The Space Between Us is set in Edinburgh and what links 3 people is that that they suffer some strange after effects after a meteor hits and an odd creature emerges. There is Lennox, a troubled teenager with no family. He is 16 and of mixed-race and is being brought up in a home. You find him around Portobello. Ava is in Longniddrey, is pregnant and trying to escape an abusive husband and Heather is grieving and has cancer. Strange streaks occur in the sky and everyone is affected and then the next day, it is as though the strokes they suffered from didn’t happen.

It is an intriguing tale that also has readers sweeping across Scotland, around and out of Edinburgh and the city centre’s surrounding areas.
It also seems to be a premise of bringing “Sandy” the alien to earth and creating compassion to those who arrive in your country, wherever they come from seems to be one of the overarching messages. It becomes a story about community and an idea that there are perhaps bigger things than humans and bigger things that you’re living through right now. It seems that in the space between us is connections and that need for connections, however they  are made and communicated, as well as place that is safe and to have a sense of belonging. Each character is seems to be desiring and needing this in what is a book full of different emotions. So, as much as it is sci-fi, there is also a human story running through it.

Having read The Space Between Us for review, thanks to Orenda Books and Random T. Tours who invited me to and provided a book, I was pleasantly surprised at how good this was, even though it is not my usual genre, more a genre I dip in and out of here and there. So, ultimately it is a book I recommend to both sci-fi fans and non-sci-fi fans alike.

About the Author

Doug Johnstone is the author of fourteen previous novels, most recently Black Hearts (2022). The Big Chill (2020) was longlisted for the Theakston Crime Novel of the Year and three of his books, A Dark Matter (2020), Breakers (2019) and The Jump (2015), have been shortlisted for the McIlvanney Prize for Scottish Crime Novel of the Year.
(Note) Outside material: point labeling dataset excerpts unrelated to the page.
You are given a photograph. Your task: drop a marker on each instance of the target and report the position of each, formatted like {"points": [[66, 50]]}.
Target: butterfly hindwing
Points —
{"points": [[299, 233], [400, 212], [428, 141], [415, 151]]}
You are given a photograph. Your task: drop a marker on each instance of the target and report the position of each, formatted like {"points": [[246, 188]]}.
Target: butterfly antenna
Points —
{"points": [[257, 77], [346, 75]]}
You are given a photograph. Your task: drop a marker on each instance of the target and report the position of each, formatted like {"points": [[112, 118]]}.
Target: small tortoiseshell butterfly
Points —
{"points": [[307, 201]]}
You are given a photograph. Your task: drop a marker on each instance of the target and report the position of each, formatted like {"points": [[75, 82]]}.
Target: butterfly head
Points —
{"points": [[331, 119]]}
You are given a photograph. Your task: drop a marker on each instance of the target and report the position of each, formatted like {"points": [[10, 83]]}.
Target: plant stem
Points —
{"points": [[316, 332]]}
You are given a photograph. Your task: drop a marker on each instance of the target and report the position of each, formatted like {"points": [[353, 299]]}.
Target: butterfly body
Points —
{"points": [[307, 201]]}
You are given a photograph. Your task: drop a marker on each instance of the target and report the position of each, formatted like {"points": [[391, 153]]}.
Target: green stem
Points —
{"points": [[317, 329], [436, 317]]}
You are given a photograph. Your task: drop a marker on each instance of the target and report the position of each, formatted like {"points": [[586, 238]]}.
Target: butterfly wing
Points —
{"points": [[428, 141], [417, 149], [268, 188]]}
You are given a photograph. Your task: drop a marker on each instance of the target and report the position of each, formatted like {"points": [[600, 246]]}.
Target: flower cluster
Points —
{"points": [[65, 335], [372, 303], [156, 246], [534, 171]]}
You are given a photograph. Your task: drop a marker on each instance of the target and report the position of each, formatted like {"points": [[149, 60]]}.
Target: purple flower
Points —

He’s taught creative writing and been writer in residence at various institutions over the last decade, and has been an arts journalist for over twenty years.

Doug is a songwriter and musician with six albums and three EPs released, and he plays drums for the Fun Lovin’ Crime Writers, a band of writers. He’s also co-founder of the Scotland Writers Football Club, and has a PhD in nuclear physics.